Hi, im trying to test the new tensorrt-llm support using the default format given by the repo. However, both llama 7b and llama 70b example are failing with this error.
(ServeController pid=910) WARNING 2024-01-22 10:33:24,218 controller 910 application_state.py:742 - Deploying app 'ray-llm' failed with exception:
(ServeController pid=910) Traceback (most recent call last):
(ServeController pid=910) File "pydantic/main.py", line 522, in pydantic.main.BaseModel.parse_obj
(ServeController pid=910) ValueError: dictionary update sequence element #0 has length 1; 2 is required
(ServeController pid=910)
(ServeController pid=910) The above exception was the direct cause of the following exception:
(ServeController pid=910)
(ServeController pid=910) Traceback (most recent call last):
(ServeController pid=910) File "/home/ray/anaconda3/lib/python3.9/site-packages/rayllm/backend/server/utils.py", line 65, in parse_args
(ServeController pid=910) parsed_models = [llm_app_cls.parse_yaml(raw_model)]
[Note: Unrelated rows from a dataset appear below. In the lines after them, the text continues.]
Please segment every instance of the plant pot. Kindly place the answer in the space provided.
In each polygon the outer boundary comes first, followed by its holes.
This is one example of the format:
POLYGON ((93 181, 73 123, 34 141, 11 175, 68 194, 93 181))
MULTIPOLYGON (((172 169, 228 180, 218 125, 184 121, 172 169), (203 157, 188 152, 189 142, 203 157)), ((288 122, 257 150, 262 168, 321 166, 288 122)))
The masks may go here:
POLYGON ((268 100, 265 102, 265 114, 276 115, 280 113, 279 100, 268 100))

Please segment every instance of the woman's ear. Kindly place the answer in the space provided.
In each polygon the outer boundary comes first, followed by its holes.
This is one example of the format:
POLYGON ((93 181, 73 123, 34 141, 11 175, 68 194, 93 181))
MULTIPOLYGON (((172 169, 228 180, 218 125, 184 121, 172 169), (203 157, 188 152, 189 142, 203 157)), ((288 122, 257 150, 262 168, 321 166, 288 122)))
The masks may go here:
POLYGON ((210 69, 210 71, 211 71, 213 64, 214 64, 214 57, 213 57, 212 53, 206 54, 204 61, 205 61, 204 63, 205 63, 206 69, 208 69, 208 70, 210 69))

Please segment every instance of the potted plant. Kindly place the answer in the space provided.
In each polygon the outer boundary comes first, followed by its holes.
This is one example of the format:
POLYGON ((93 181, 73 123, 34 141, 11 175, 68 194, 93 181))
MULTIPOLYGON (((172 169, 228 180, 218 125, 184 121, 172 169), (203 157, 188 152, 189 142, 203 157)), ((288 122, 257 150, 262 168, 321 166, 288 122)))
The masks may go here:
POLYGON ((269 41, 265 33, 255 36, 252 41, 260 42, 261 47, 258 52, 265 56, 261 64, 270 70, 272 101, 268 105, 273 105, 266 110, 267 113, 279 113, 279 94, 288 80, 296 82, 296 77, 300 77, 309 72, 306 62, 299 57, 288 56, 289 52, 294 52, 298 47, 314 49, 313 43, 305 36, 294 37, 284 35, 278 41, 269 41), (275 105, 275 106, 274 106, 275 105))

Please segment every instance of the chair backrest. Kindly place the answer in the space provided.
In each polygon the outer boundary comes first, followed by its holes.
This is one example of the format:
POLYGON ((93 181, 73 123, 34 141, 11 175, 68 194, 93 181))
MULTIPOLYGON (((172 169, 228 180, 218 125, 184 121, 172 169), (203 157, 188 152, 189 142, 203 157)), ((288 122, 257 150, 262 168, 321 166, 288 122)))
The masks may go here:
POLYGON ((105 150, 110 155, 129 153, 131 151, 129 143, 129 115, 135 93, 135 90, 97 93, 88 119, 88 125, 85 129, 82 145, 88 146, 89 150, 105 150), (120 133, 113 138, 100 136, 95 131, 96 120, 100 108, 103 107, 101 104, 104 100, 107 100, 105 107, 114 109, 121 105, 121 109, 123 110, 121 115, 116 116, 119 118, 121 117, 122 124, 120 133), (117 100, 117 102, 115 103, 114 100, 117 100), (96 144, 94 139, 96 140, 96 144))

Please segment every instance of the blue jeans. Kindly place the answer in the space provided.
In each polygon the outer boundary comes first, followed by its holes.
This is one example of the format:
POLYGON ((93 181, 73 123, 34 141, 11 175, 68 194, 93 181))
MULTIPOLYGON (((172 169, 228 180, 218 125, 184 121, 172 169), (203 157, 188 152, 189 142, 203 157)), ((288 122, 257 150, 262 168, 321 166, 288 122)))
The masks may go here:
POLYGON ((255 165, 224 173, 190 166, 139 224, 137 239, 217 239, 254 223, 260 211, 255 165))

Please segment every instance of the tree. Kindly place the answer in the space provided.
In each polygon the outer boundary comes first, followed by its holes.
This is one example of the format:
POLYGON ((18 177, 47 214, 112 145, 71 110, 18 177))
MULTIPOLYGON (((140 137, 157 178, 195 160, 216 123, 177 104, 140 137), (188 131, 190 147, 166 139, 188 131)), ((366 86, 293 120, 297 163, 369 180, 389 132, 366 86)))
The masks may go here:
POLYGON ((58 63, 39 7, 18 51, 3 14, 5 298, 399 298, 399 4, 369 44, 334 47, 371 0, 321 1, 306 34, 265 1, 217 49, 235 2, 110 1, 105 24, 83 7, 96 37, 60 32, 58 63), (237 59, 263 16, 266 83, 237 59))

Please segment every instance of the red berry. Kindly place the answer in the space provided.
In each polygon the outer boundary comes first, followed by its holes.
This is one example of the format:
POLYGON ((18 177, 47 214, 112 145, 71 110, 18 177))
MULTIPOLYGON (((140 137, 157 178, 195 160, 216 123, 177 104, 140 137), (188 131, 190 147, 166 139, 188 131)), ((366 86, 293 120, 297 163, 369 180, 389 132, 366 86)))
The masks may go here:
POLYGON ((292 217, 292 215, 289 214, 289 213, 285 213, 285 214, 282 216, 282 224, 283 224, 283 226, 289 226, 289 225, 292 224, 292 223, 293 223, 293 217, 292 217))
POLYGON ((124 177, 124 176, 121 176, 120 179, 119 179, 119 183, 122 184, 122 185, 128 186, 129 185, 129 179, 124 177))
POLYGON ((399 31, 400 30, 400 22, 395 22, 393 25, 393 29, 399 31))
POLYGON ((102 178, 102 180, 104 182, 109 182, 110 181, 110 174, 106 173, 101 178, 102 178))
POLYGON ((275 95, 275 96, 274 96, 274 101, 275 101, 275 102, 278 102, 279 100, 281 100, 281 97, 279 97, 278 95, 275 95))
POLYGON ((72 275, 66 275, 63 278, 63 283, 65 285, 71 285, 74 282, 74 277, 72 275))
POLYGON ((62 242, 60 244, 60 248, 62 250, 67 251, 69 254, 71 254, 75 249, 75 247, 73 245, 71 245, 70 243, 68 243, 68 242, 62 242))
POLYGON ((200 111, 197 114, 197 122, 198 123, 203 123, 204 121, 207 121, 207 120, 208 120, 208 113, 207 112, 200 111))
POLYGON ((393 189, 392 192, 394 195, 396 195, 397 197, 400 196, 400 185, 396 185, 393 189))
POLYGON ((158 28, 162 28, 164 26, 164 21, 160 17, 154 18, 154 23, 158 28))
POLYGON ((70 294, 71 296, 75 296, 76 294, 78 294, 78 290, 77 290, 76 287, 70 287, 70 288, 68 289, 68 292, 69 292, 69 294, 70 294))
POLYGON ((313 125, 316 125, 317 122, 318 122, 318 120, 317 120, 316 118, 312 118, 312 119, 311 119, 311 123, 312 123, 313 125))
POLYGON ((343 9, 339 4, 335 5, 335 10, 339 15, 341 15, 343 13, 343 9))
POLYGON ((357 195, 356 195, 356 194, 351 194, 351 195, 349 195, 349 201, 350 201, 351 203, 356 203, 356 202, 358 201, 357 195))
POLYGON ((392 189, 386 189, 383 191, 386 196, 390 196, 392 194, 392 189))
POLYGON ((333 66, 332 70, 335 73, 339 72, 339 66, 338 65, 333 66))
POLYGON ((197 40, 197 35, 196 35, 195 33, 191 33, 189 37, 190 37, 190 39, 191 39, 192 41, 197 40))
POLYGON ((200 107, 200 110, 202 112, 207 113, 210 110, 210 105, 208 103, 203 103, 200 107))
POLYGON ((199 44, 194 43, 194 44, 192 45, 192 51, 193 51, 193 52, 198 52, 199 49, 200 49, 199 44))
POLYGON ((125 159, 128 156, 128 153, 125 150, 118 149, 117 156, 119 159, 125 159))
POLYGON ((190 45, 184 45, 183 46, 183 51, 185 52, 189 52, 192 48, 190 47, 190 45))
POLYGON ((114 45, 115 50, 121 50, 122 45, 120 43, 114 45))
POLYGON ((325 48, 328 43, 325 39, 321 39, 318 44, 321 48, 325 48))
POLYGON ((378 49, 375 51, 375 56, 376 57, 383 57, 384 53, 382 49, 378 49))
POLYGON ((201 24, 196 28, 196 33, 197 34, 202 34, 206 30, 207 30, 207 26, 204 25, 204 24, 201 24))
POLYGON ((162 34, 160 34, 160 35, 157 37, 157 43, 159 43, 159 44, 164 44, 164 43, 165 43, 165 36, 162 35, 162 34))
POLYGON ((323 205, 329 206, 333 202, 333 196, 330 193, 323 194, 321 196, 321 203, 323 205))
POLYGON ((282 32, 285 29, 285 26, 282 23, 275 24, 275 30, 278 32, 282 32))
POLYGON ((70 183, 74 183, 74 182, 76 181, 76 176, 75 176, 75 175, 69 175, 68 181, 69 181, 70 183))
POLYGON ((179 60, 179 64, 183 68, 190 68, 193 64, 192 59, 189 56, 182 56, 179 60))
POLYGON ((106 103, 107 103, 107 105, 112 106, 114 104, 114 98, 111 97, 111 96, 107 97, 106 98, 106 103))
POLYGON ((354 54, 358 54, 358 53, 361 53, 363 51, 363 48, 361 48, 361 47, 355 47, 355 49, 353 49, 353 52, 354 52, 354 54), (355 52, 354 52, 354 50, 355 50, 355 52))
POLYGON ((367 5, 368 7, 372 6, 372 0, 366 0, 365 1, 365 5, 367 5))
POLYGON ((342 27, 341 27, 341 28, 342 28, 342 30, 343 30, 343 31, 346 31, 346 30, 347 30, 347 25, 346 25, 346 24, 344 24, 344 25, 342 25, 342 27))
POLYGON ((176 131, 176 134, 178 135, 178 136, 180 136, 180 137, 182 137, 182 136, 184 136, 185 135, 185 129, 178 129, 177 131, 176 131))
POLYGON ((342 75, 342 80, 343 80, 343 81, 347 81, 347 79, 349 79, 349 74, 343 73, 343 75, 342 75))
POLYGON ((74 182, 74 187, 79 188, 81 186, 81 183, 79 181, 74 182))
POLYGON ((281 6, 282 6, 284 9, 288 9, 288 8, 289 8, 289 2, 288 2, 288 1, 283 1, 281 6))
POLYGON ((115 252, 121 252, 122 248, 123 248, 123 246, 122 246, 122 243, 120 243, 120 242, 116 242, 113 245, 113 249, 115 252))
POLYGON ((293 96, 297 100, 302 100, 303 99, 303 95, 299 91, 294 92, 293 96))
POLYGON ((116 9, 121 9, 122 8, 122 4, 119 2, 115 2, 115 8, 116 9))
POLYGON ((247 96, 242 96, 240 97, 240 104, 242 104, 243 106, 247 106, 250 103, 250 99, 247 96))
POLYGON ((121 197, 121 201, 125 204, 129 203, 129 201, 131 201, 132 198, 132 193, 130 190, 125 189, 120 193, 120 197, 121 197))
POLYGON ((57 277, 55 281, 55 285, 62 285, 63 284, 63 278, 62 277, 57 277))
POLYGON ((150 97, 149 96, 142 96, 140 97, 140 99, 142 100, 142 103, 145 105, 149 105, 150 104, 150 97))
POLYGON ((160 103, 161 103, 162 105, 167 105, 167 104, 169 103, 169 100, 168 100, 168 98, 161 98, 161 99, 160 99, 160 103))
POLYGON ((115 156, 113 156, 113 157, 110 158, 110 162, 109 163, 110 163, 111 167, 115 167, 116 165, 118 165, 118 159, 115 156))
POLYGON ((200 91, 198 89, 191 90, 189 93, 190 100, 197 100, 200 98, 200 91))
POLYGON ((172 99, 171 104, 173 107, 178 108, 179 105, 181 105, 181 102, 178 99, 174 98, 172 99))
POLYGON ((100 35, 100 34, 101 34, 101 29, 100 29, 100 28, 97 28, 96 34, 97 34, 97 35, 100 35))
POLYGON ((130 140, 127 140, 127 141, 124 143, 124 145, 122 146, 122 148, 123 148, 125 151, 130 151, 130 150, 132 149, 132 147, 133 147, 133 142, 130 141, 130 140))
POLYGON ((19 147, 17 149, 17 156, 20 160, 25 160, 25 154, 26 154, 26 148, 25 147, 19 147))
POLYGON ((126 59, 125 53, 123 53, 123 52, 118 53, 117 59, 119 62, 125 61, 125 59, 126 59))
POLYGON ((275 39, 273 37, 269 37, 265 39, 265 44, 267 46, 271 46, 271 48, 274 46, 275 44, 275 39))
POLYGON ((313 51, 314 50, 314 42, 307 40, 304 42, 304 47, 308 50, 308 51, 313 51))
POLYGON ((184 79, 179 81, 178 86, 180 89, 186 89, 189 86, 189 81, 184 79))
(ServeController pid=910) File "/home/ray/anaconda3/lib/python3.9/site-packages/rayllm/backend/server/models.py", line 106, in parse_yaml
(ServeController pid=910) return cls.parse_obj(dict_args)
(ServeController pid=910) File "pydantic/main.py", line 525, in pydantic.main.BaseModel.parse_obj
(ServeController pid=910) pydantic.error_wrappers.ValidationError: 1 validation error for TRTLLMApp
(ServeController pid=910) __root__
(ServeController pid=910) TRTLLMApp expected dict not str (type=type_error)
(ServeController pid=910)
(ServeController pid=910) The above exception was the direct cause of the following exception:
(ServeController pid=910)
(ServeController pid=910) Traceback (most recent call last):
(ServeController pid=910) File "/home/ray/anaconda3/lib/python3.9/site-packages/ray/serve/_private/application_state.py", line 994, in build_serve_application
(ServeController pid=910) app = call_app_builder_with_args_if_necessary(import_attr(import_path), args)
(ServeController pid=910) File "/home/ray/anaconda3/lib/python3.9/site-packages/ray/serve/_private/api.py", line 348, in call_app_builder_with_args_if_necessary
(ServeController pid=910) app = builder(args)
(ServeController pid=910) File "/home/ray/anaconda3/lib/python3.9/site-packages/rayllm/backend/server/run.py", line 194, in router_application
(ServeController pid=910) trtllm_apps = parse_args(router_args.trtllm_models, llm_app_cls=TRTLLMApp)
(ServeController pid=910) File "/home/ray/anaconda3/lib/python3.9/site-packages/rayllm/backend/server/utils.py", line 68, in parse_args
(ServeController pid=910) raise ValueError(
(ServeController pid=910) ValueError: Could not parse string as yaml. If you are specifying a path, make sure it exists and can be reached.
(ServeController pid=910)
(build_serve_application pid=588) [ip-10-0-179-57:00588] [[42342,1],0] ORTE_ERROR_LOG: Unreachable in file runtime/ompi_mpi_finalize.c at line 262
Hi, im trying to test the new tensorrt-llm support using the default format given by the repo. However, both llama 7b and llama 70b example are failing with this error.